2. Parker SE, Mai CT, Canfield MA, Rickard R, Wang Y, Meyer RE, Anderson P,Mason CA, Collins JS, Kirby RS, Correa A. voor de National Birth defecten Prevention Network. Bijgewerkte Nationale schattingen van de geboorteprevalentie voor geselecteerde geboorteafwijkingen in de Verenigde Staten. 2004-2006. Onderzoek naar aangeboren afwijkingen (deel A): klinische en moleculaire Teratologie 2010; 88: 1008-1016.
3. Fraser FC. De genetica van gespleten lip en gespleten gehemelte. Is. J. Hum. Genet. 1970;22: 336–352.
4. Van Rooij IA, Ocke MC, et al. Periconceptuele folaatinname door aanvulling en voedselinname vermindert het risico op niet-Syndrome gespleten lip met of zonder gespleten gehemelte. Prev Med 2004; 39: 689-694.
5. Tan TY. Kilpatrick N, Farlie PG. Ontwikkelings-en genetische perspectieven op Pierre Robin sequentie. Is. J. Med. Genet. 2013; 163C: 295-305.
6. McDonald-McGinn DM, Emanuel BS, Zackai EH. 22q11. 2 Deletiesyndroom. September. 23, 1999. . In: Pagon RA, Adam MP, Ardinger HH, et al., editor. GeneReviews . Seattle (WA): Universiteit van Washington, Seattle; 1993-2014. Beschikbaar vanaf: http://www.ncbi.nlm.nih.gov/books/NBK1523/.

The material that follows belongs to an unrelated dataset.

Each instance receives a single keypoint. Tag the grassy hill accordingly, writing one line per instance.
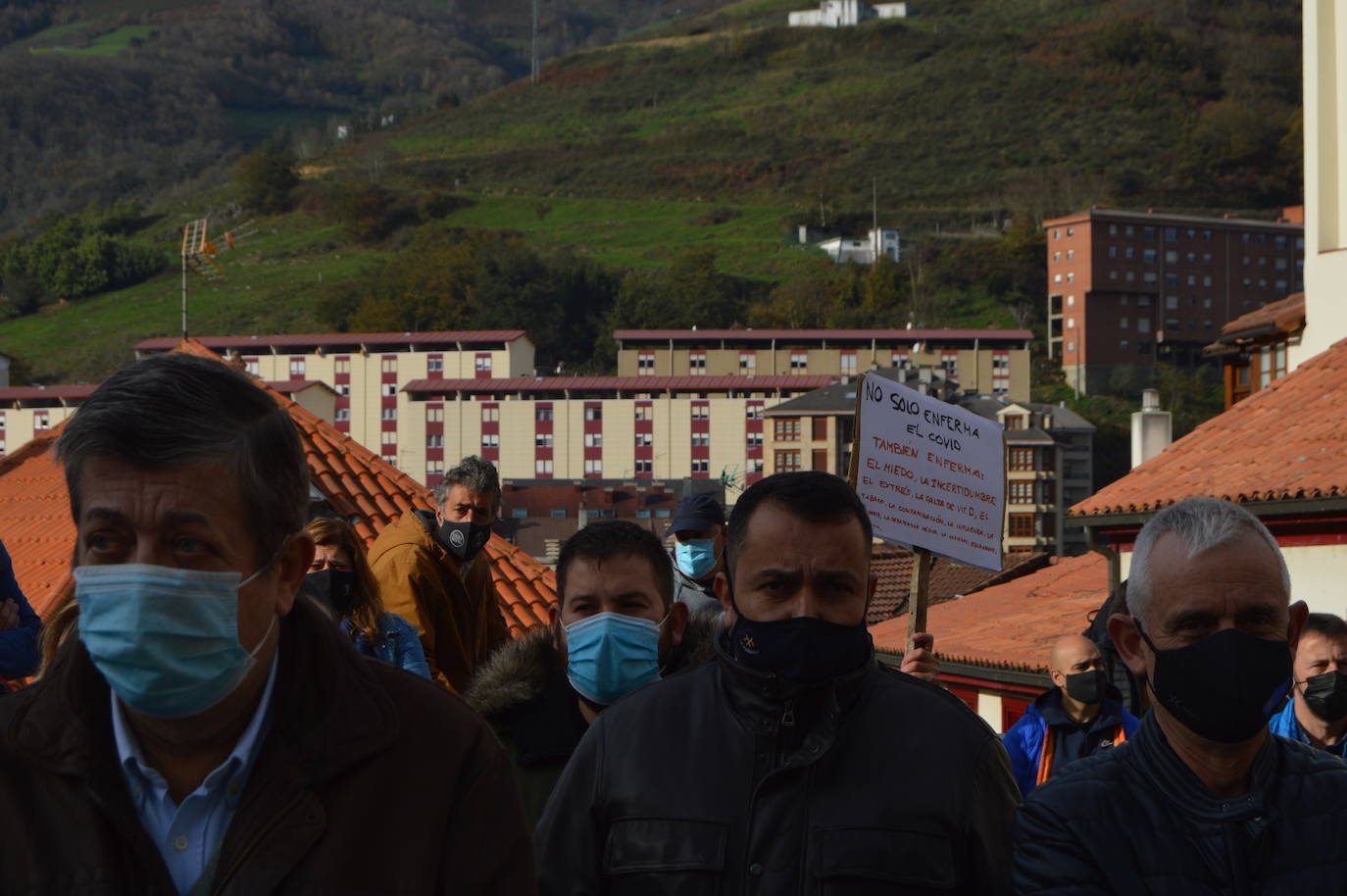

7. Battaglia A, Carey JC, South ST, et al. Wolf-Hirschhorn Syndroom. Apr. 29, 2002. . In: Pagon RA, Adam MP, Ardinger HH, et al., editor. GeneReviews . Seattle (WA): Universiteit van Washington, Seattle; 1993-2014. Beschikbaar vanaf: http://www.ncbi.nlm.nih.gov/books/NBK1183/.
8. Robin NH, Moran RT, Ala-Kokko L. Stickler syndroom. Jun. 9, 2000. . In: Pagon RA, Adam MP, Ardinger HH, et al., editor. GeneReviews . Seattle (WA): Universiteit van Washington, Seattle; 1993-2014. Beschikbaar vanaf: http://www.ncbi.nlm.nih.gov/books/NBK1302/.
9. Katsanis SH, Jabs EW. Treacher Collins Syndroom. Jul. 20, 2004. . In: Pagon RA, Adam MP, Ardinger HH, et al., editor. GeneReviews . Seattle (WA): Universiteit van Washington, Seattle; 1993-2014. Beschikbaar vanaf: http://www.ncbi.nlm.nih.gov/books/NBK1532/.
10. Schutte BC, Saal HM, Goudy S, et al. IRF6-gerelateerde aandoeningen. Okt. 30, 2003. . In: Pagon RA, Adam MP, Ardinger HH, et al., editor. GeneReviews . Seattle (WA): Universiteit van Washington, Seattle; 1993-2014. Beschikbaar vanaf: http://www.ncbi.nlm.nih.gov/books/NBK1407/.

Geef een antwoord

Het e-mailadres wordt niet gepubliceerd.